This blog entry is more for my benefit than anyone elses. I've just had some blood test results that weren't what I hoped they'd be and I thought that reminding myself that God is always good would be a helpful way to respond. Maybe my journey will also be helpful for others reading too. Let me give you some background.
Two years ago in January I had a major operation to remove a large cyst from my ovary. The cyst was at risk of being cancerous and I had to sign a form that said I was ok with the surgeon giving me a full hysterectomy if he felt that was necessary during surgery! It was not a nice time to put it politely.
Anyway, I had the surgery and all was fine. Both ovaries were left in tact and after two weeks of waiting for results they came back clear of cancer - praise God! God had actually told me when I was having intial investigations at the hospital that everything was going to be fine. I hoped that meant I would be healed miraculously and so not need the operation, but it didn't.
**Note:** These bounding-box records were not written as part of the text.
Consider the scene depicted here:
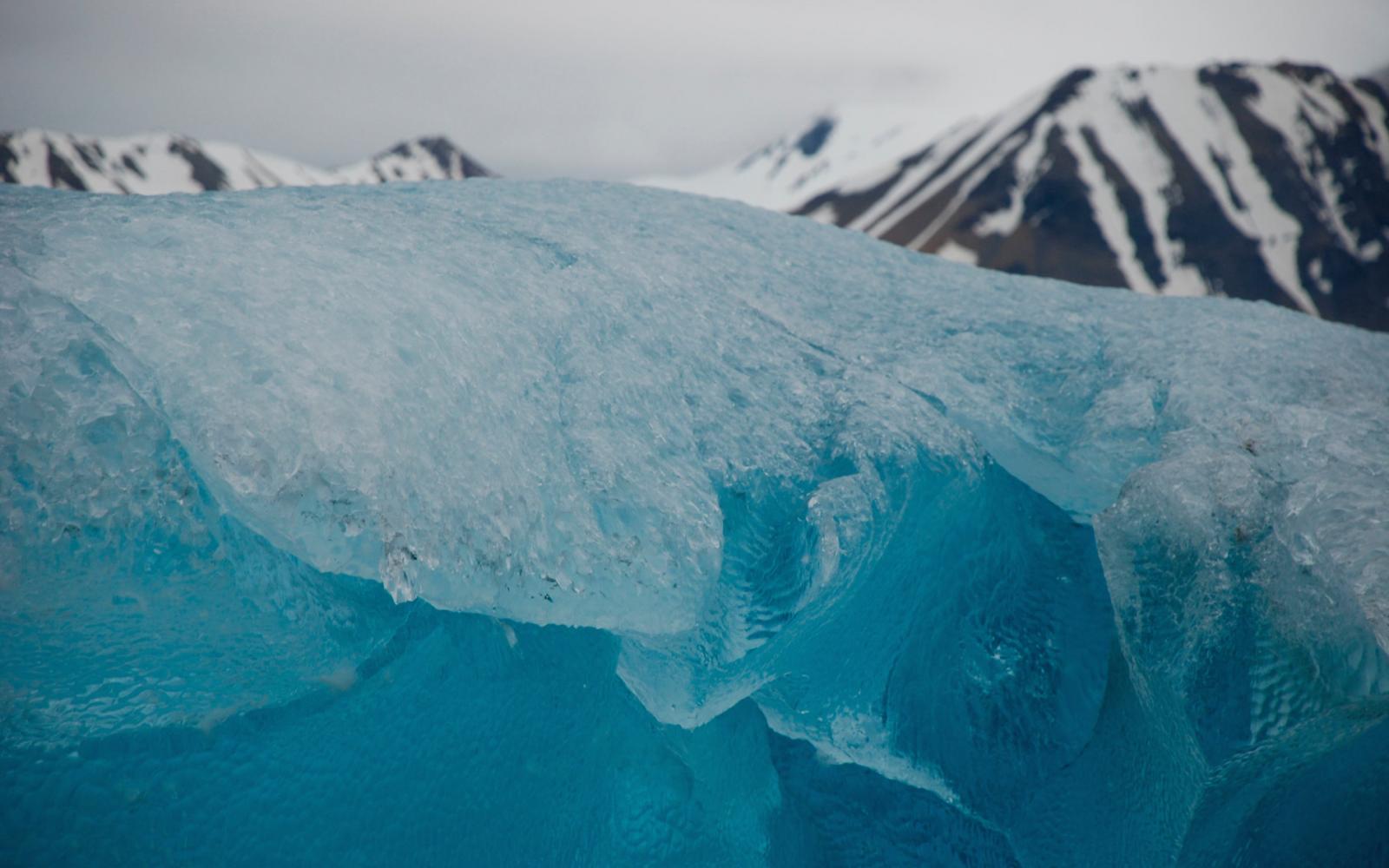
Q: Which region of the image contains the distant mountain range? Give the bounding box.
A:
[644,64,1389,329]
[0,129,491,193]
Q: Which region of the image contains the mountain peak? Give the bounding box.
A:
[651,61,1389,329]
[0,128,491,194]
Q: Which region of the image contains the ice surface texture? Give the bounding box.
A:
[8,182,1389,865]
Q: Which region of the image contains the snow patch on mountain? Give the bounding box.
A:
[0,129,491,194]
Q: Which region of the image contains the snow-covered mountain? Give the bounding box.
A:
[0,129,491,193]
[648,64,1389,329]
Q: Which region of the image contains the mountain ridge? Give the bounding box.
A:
[0,128,493,194]
[648,62,1389,331]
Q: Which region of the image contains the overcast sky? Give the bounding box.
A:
[0,0,1389,178]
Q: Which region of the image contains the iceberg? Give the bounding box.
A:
[0,181,1389,865]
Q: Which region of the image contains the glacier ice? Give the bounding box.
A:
[0,182,1389,865]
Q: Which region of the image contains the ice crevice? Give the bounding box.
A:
[0,182,1389,865]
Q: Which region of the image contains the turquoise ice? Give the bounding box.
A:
[0,181,1389,865]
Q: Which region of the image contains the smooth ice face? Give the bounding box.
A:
[0,182,1389,864]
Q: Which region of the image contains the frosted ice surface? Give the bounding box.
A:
[0,182,1389,864]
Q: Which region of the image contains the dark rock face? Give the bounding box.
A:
[793,64,1389,331]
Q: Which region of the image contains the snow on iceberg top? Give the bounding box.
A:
[0,181,1389,643]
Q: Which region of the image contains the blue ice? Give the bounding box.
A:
[0,181,1389,865]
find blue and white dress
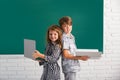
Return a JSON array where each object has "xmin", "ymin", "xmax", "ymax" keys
[{"xmin": 39, "ymin": 43, "xmax": 61, "ymax": 80}]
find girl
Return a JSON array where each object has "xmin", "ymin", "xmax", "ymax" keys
[{"xmin": 33, "ymin": 25, "xmax": 62, "ymax": 80}]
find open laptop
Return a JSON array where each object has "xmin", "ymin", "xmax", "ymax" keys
[{"xmin": 24, "ymin": 39, "xmax": 36, "ymax": 59}]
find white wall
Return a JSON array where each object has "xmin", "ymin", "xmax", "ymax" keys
[{"xmin": 0, "ymin": 0, "xmax": 120, "ymax": 80}]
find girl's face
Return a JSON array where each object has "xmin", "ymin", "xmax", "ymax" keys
[
  {"xmin": 49, "ymin": 30, "xmax": 58, "ymax": 42},
  {"xmin": 62, "ymin": 23, "xmax": 72, "ymax": 34}
]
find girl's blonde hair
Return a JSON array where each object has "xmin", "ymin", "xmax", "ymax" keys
[{"xmin": 47, "ymin": 25, "xmax": 62, "ymax": 49}]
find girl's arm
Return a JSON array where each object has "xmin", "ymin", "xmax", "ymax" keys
[{"xmin": 63, "ymin": 49, "xmax": 89, "ymax": 61}]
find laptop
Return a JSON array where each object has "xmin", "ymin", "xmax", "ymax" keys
[{"xmin": 24, "ymin": 39, "xmax": 36, "ymax": 59}]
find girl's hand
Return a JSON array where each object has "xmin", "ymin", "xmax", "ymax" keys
[{"xmin": 32, "ymin": 50, "xmax": 40, "ymax": 59}]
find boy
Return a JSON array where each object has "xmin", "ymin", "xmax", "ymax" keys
[{"xmin": 59, "ymin": 16, "xmax": 88, "ymax": 80}]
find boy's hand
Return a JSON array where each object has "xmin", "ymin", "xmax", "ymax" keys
[{"xmin": 80, "ymin": 56, "xmax": 89, "ymax": 61}]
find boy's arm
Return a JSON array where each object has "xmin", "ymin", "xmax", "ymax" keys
[{"xmin": 63, "ymin": 49, "xmax": 89, "ymax": 61}]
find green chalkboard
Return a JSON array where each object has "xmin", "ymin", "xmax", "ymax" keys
[{"xmin": 0, "ymin": 0, "xmax": 103, "ymax": 54}]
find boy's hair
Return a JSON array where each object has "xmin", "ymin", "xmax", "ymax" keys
[
  {"xmin": 59, "ymin": 16, "xmax": 72, "ymax": 26},
  {"xmin": 47, "ymin": 25, "xmax": 62, "ymax": 48}
]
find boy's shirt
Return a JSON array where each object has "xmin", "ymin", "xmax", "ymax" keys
[{"xmin": 62, "ymin": 33, "xmax": 80, "ymax": 73}]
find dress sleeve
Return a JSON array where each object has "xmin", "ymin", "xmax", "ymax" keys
[
  {"xmin": 45, "ymin": 46, "xmax": 61, "ymax": 63},
  {"xmin": 62, "ymin": 37, "xmax": 69, "ymax": 49}
]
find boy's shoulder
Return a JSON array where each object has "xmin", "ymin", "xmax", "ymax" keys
[{"xmin": 62, "ymin": 33, "xmax": 74, "ymax": 39}]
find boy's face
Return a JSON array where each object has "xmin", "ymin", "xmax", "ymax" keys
[
  {"xmin": 62, "ymin": 23, "xmax": 72, "ymax": 34},
  {"xmin": 49, "ymin": 30, "xmax": 58, "ymax": 42}
]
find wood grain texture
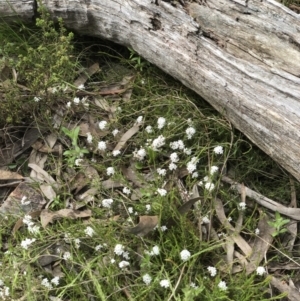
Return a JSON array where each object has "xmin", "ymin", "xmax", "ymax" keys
[{"xmin": 0, "ymin": 0, "xmax": 300, "ymax": 180}]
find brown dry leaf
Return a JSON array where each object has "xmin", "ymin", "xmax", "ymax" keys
[
  {"xmin": 41, "ymin": 209, "xmax": 92, "ymax": 228},
  {"xmin": 0, "ymin": 170, "xmax": 23, "ymax": 181},
  {"xmin": 121, "ymin": 163, "xmax": 143, "ymax": 187},
  {"xmin": 101, "ymin": 179, "xmax": 124, "ymax": 189},
  {"xmin": 128, "ymin": 215, "xmax": 158, "ymax": 236},
  {"xmin": 74, "ymin": 63, "xmax": 100, "ymax": 87},
  {"xmin": 28, "ymin": 163, "xmax": 58, "ymax": 187},
  {"xmin": 0, "ymin": 182, "xmax": 46, "ymax": 214},
  {"xmin": 114, "ymin": 125, "xmax": 140, "ymax": 151},
  {"xmin": 12, "ymin": 210, "xmax": 41, "ymax": 235}
]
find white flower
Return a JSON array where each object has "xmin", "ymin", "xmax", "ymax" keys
[
  {"xmin": 73, "ymin": 97, "xmax": 80, "ymax": 105},
  {"xmin": 218, "ymin": 281, "xmax": 227, "ymax": 291},
  {"xmin": 98, "ymin": 141, "xmax": 106, "ymax": 150},
  {"xmin": 145, "ymin": 246, "xmax": 159, "ymax": 256},
  {"xmin": 122, "ymin": 251, "xmax": 130, "ymax": 260},
  {"xmin": 160, "ymin": 225, "xmax": 168, "ymax": 232},
  {"xmin": 186, "ymin": 162, "xmax": 197, "ymax": 174},
  {"xmin": 152, "ymin": 135, "xmax": 166, "ymax": 151},
  {"xmin": 159, "ymin": 279, "xmax": 170, "ymax": 288},
  {"xmin": 143, "ymin": 274, "xmax": 152, "ymax": 285},
  {"xmin": 106, "ymin": 167, "xmax": 115, "ymax": 176},
  {"xmin": 156, "ymin": 188, "xmax": 167, "ymax": 196},
  {"xmin": 185, "ymin": 127, "xmax": 196, "ymax": 139},
  {"xmin": 99, "ymin": 120, "xmax": 107, "ymax": 131},
  {"xmin": 157, "ymin": 117, "xmax": 166, "ymax": 129},
  {"xmin": 22, "ymin": 215, "xmax": 34, "ymax": 227},
  {"xmin": 169, "ymin": 162, "xmax": 177, "ymax": 170},
  {"xmin": 170, "ymin": 153, "xmax": 179, "ymax": 163},
  {"xmin": 256, "ymin": 267, "xmax": 267, "ymax": 276},
  {"xmin": 21, "ymin": 238, "xmax": 36, "ymax": 250},
  {"xmin": 186, "ymin": 157, "xmax": 199, "ymax": 174},
  {"xmin": 127, "ymin": 207, "xmax": 133, "ymax": 214},
  {"xmin": 136, "ymin": 116, "xmax": 143, "ymax": 125},
  {"xmin": 84, "ymin": 226, "xmax": 95, "ymax": 237},
  {"xmin": 209, "ymin": 166, "xmax": 219, "ymax": 175},
  {"xmin": 183, "ymin": 148, "xmax": 192, "ymax": 156},
  {"xmin": 74, "ymin": 238, "xmax": 81, "ymax": 249},
  {"xmin": 156, "ymin": 168, "xmax": 167, "ymax": 176},
  {"xmin": 123, "ymin": 187, "xmax": 131, "ymax": 194},
  {"xmin": 190, "ymin": 282, "xmax": 199, "ymax": 289},
  {"xmin": 112, "ymin": 149, "xmax": 121, "ymax": 157},
  {"xmin": 192, "ymin": 171, "xmax": 199, "ymax": 179},
  {"xmin": 41, "ymin": 278, "xmax": 52, "ymax": 289},
  {"xmin": 28, "ymin": 225, "xmax": 40, "ymax": 234},
  {"xmin": 95, "ymin": 244, "xmax": 103, "ymax": 251},
  {"xmin": 75, "ymin": 159, "xmax": 83, "ymax": 166},
  {"xmin": 204, "ymin": 182, "xmax": 215, "ymax": 191},
  {"xmin": 180, "ymin": 250, "xmax": 191, "ymax": 261},
  {"xmin": 170, "ymin": 140, "xmax": 184, "ymax": 150},
  {"xmin": 202, "ymin": 216, "xmax": 210, "ymax": 224},
  {"xmin": 51, "ymin": 276, "xmax": 59, "ymax": 285},
  {"xmin": 207, "ymin": 267, "xmax": 217, "ymax": 277},
  {"xmin": 102, "ymin": 199, "xmax": 113, "ymax": 208},
  {"xmin": 119, "ymin": 260, "xmax": 130, "ymax": 269},
  {"xmin": 86, "ymin": 132, "xmax": 93, "ymax": 143},
  {"xmin": 133, "ymin": 148, "xmax": 147, "ymax": 161},
  {"xmin": 63, "ymin": 252, "xmax": 72, "ymax": 260},
  {"xmin": 213, "ymin": 145, "xmax": 223, "ymax": 155},
  {"xmin": 114, "ymin": 244, "xmax": 124, "ymax": 255},
  {"xmin": 112, "ymin": 129, "xmax": 119, "ymax": 136},
  {"xmin": 145, "ymin": 125, "xmax": 153, "ymax": 134},
  {"xmin": 239, "ymin": 202, "xmax": 246, "ymax": 210}
]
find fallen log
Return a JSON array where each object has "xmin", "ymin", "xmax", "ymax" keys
[{"xmin": 0, "ymin": 0, "xmax": 300, "ymax": 180}]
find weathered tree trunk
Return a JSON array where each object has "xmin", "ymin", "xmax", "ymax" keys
[{"xmin": 0, "ymin": 0, "xmax": 300, "ymax": 180}]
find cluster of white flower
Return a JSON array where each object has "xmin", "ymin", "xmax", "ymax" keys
[
  {"xmin": 156, "ymin": 168, "xmax": 167, "ymax": 176},
  {"xmin": 99, "ymin": 120, "xmax": 107, "ymax": 131},
  {"xmin": 185, "ymin": 127, "xmax": 196, "ymax": 139},
  {"xmin": 157, "ymin": 117, "xmax": 166, "ymax": 129},
  {"xmin": 102, "ymin": 199, "xmax": 114, "ymax": 208},
  {"xmin": 170, "ymin": 140, "xmax": 185, "ymax": 150},
  {"xmin": 106, "ymin": 167, "xmax": 115, "ymax": 176},
  {"xmin": 21, "ymin": 238, "xmax": 36, "ymax": 250},
  {"xmin": 207, "ymin": 267, "xmax": 217, "ymax": 277},
  {"xmin": 156, "ymin": 188, "xmax": 167, "ymax": 196},
  {"xmin": 41, "ymin": 276, "xmax": 59, "ymax": 289},
  {"xmin": 84, "ymin": 226, "xmax": 95, "ymax": 237},
  {"xmin": 0, "ymin": 279, "xmax": 10, "ymax": 300},
  {"xmin": 180, "ymin": 250, "xmax": 191, "ymax": 261},
  {"xmin": 239, "ymin": 202, "xmax": 246, "ymax": 211},
  {"xmin": 151, "ymin": 135, "xmax": 166, "ymax": 151},
  {"xmin": 143, "ymin": 274, "xmax": 152, "ymax": 285},
  {"xmin": 145, "ymin": 246, "xmax": 159, "ymax": 256},
  {"xmin": 218, "ymin": 281, "xmax": 227, "ymax": 291},
  {"xmin": 123, "ymin": 187, "xmax": 131, "ymax": 195},
  {"xmin": 133, "ymin": 148, "xmax": 147, "ymax": 161},
  {"xmin": 23, "ymin": 215, "xmax": 40, "ymax": 234}
]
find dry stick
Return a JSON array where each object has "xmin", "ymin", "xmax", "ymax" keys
[
  {"xmin": 222, "ymin": 176, "xmax": 300, "ymax": 221},
  {"xmin": 167, "ymin": 263, "xmax": 186, "ymax": 301}
]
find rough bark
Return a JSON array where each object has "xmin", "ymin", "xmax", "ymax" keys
[{"xmin": 0, "ymin": 0, "xmax": 300, "ymax": 180}]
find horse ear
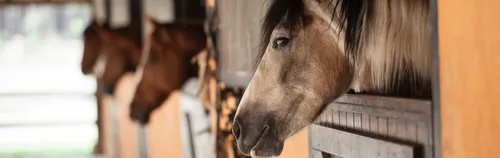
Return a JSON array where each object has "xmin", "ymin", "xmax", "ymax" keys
[
  {"xmin": 144, "ymin": 14, "xmax": 161, "ymax": 27},
  {"xmin": 97, "ymin": 27, "xmax": 111, "ymax": 42},
  {"xmin": 153, "ymin": 27, "xmax": 172, "ymax": 44}
]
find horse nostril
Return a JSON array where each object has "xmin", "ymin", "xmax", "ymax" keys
[
  {"xmin": 233, "ymin": 119, "xmax": 241, "ymax": 140},
  {"xmin": 103, "ymin": 85, "xmax": 115, "ymax": 94}
]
I did have to go through surgery which was very traumatic and still now God is healing me from unexpressed emotions from that time (As an aside, I love that God is so interested in bringing us thorough emotional healing if we'll let Him. He loves us too much to leave us as we are)
So since the operation I've been having check ups every few months with the consultant and they've been going well, except that in the last 6 months the levels that they're testing in my blood have been slowly increasing. At my last check up my consultant told me that he wasn't too concerned, that if anything was growing back he'd expect the numbers to be doubling rapidly. That was good to hear.
This morning I got my latest blood test back and the level is higher again - not doubled, not huge but higher. Not lower as I had been hoping for. Lower would have been good; lower would have been great. The same would have been fine. Higher makes me feel unsettled. I don't understand why the level is slowly rising - I don't know what that means and so if I'm not careful I'll start to imagine all the things that could be going wrong. The only problem with that is I know from past experience, it does no good. So what do I do?
I remind myself that God is ALWAYS good. The minute I start questioning God's goodness I'm on a slippery slope (I know that because I've been there) God can't be anything but good! I remind myself that God is in charge of my life, that He's always faithful and that He always wants the best for me because He's my perfect heavenly Father. I use thanksgiving as a way of fighting fear and allowing the peace of God that goes beyond my understanding to guard my heart and my mind. Bottom line - I choose to trust Him. (I may be sounding brave, but as I said at the beginning I'm writing all this to remind myself!)